Voilà que je reprends ma plume. Partager avec vous ce vécu de l’intérieur, du côté des soignant·es m’avait vraiment fait du bien : une bouffée d’air alors que je suffoquais. Écrire et sentir que je ne me trompais pas, que je n’exagérais pas, notamment en lisant vos réactions. J’avais espéré une révolution féministe dans le care, j’avais invité nos frères à prendre la relève, j’avais pensé qu’un après aurait lieu. Les femmes trop épuisées pour se lever et se battre, il allait falloir dégenrer la lutte, déranger les zones de confort. Toujours en colère, toujours impuissante, je reprends ma plume, la parole en guise de résistance, de résilience ? Une boule dans la gorge quand même. Une manière de me donner une capacité d’agir là où je me sens fragile. Aujourd’hui, je vous réécris. L’après est là, tout près de nous et dans quel état…
On ferme ! Là où on devrait se réjouir, je me retrouve avec une équipe à genoux, humiliée, triste, presque confuse. Ça y est : on ferme. C’est violent.
L’unité COVID à laquelle j’ai été réaffectée il y a presque 7 semaines comme psychologue, faite de bric et de broc mais surtout constituée de personnes humaines, qui n’étaient pas forcément prêtes, pas forcément « armées » pour assurer, assumer toutes les tâches qui leur ont été demandées. Elles ont formé une équipe, aussi diverse que variée, des professionnelles soignantes venues de toutes les parties de l’hôpital, parfois bénévoles. Elles se sont encouragées, soutenues, motivées. Elles ont parfois dû apprendre un nouveau métier, de nouvelles techniques. Elles ont été confrontées à la mort sans deuil, à la mort froide et brutale. Elles ont aussi accompagné de nombreuses personnes vers la sortie, le retour à la vie, la guérison, avec beaucoup de chaleur et d’admiration pour celui ou celle sur le·laquel·le on n’aurait pas misé beaucoup. Elles ont travaillé la nuit, le week-end, elles ont fait une croix sur les congés prévus, elles ont reporté leur mariage, un baptême. Elles sont allées dormir à l’hôtel plusieurs nuits ou se sont séparées de leurs enfants depuis le début de la pandémie. Elles ont ri aussi, oh oui ! Et comme ça faisait du bien. Elles ont été acclamées, elles ont reçus des bons petits plats, des glaces, des chocolats… mais pas de masques.. ah ça non…

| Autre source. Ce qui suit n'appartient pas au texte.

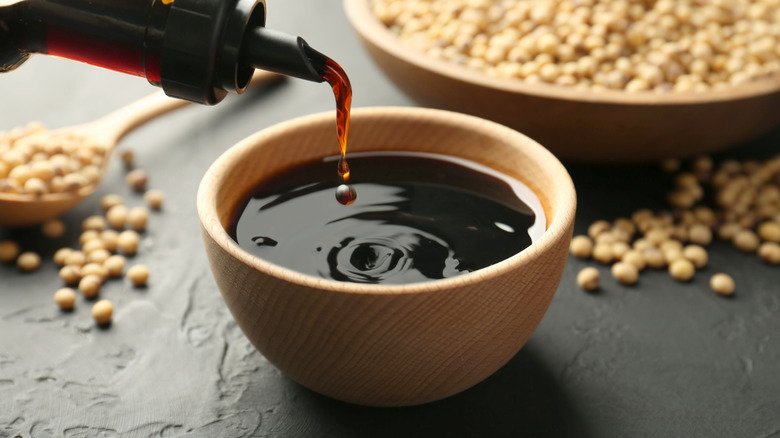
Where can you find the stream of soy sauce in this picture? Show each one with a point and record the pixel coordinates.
(342, 91)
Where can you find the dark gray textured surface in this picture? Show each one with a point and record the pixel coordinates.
(658, 359)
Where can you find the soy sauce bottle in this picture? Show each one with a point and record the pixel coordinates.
(198, 50)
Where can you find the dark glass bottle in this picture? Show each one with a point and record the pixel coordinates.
(197, 50)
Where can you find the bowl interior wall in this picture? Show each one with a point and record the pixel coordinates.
(283, 148)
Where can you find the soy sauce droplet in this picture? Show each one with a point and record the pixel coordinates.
(345, 194)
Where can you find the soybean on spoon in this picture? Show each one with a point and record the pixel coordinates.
(23, 209)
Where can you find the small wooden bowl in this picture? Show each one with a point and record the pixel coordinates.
(387, 345)
(581, 125)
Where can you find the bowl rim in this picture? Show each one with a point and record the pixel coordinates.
(558, 226)
(370, 29)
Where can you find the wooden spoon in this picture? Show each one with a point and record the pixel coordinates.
(20, 209)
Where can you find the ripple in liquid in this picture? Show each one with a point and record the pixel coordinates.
(420, 217)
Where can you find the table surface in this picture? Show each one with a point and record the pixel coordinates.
(658, 359)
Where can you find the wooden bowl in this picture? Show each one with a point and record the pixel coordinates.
(387, 345)
(581, 125)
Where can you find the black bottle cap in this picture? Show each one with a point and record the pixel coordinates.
(201, 46)
(282, 53)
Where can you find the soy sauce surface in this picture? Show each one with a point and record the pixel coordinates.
(420, 217)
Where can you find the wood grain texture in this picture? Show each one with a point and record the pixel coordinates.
(19, 210)
(581, 125)
(388, 345)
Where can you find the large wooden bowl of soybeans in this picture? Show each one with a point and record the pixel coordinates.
(584, 123)
(387, 344)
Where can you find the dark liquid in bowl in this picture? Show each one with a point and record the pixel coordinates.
(420, 217)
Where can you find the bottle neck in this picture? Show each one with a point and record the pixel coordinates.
(198, 50)
(118, 35)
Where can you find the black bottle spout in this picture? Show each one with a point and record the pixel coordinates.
(278, 52)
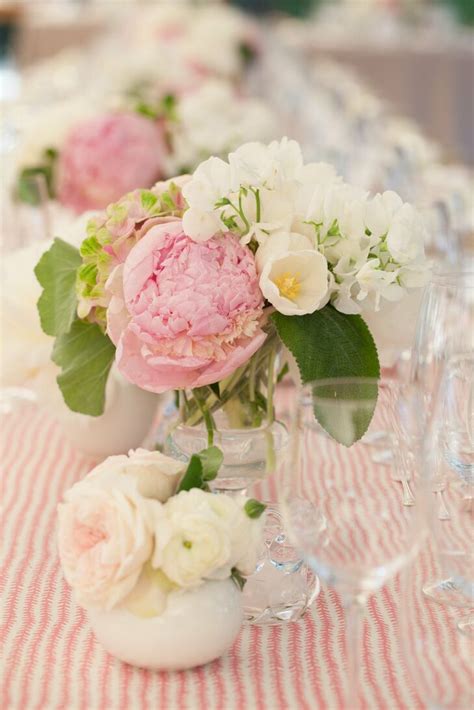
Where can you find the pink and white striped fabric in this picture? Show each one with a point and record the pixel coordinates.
(52, 660)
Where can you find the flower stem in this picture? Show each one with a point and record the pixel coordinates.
(270, 386)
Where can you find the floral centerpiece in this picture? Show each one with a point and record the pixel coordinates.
(196, 284)
(148, 550)
(99, 156)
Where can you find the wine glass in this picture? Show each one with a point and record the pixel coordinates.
(451, 456)
(337, 503)
(445, 326)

La pandémie est ralentie, mais jusqu’à quand ?
Aujourd’hui, on ferme. Et on se tait. Je n’applaudis plus.
On aimerait dire : on se lève et on se casse. Mais non. On ferme l’unité et on ferme sa gueule. Demain, cet après-midi parfois, il faut aller en renfort dans d’autres services. Et ce ne sont même pas des services « covid » ! Juste aller en renfort. Peu importe les qualifications : « tu as un diplôme d’infirmière, tu peux le faire ». Même pas un temps de répit. Même pas le temps de se dire au revoir. Même pas le temps de comprendre ce qu’il se passe. Les voilà déjà réaffectées ailleurs, une autre équipe, d’autres habitudes, d’autres types de soins. Spécialisée en pédiatrie, elle se retrouve en gériatrie.
Cette fois-ci, la réaffectation est beaucoup plus difficile à encaisser. Il n’y a plus l’aspect combatif envers la pandémie, le sens du devoir, l’héroïsation, il y a juste la nausée et le sentiment de n’être rien, un pion. Même plus de prime en vue !
On ferme, elles pleurent.
Ce n’est pas physique. L’épuisement n’est pas vraiment ressenti dans le corps, pas spécialement besoin de prendre des congés. En revanche moralement… il n’y a plus d’envie. « N’allez pas dire aux élèves de rhétos de suivre la filière « infirmière », ce n’est plus un métier ». Aucune valorisation. Aucune reconnaissance. Plus de passion.
On ferme. Et on redémarre. Comme si de rien n’était. En attendant la prochaine vague.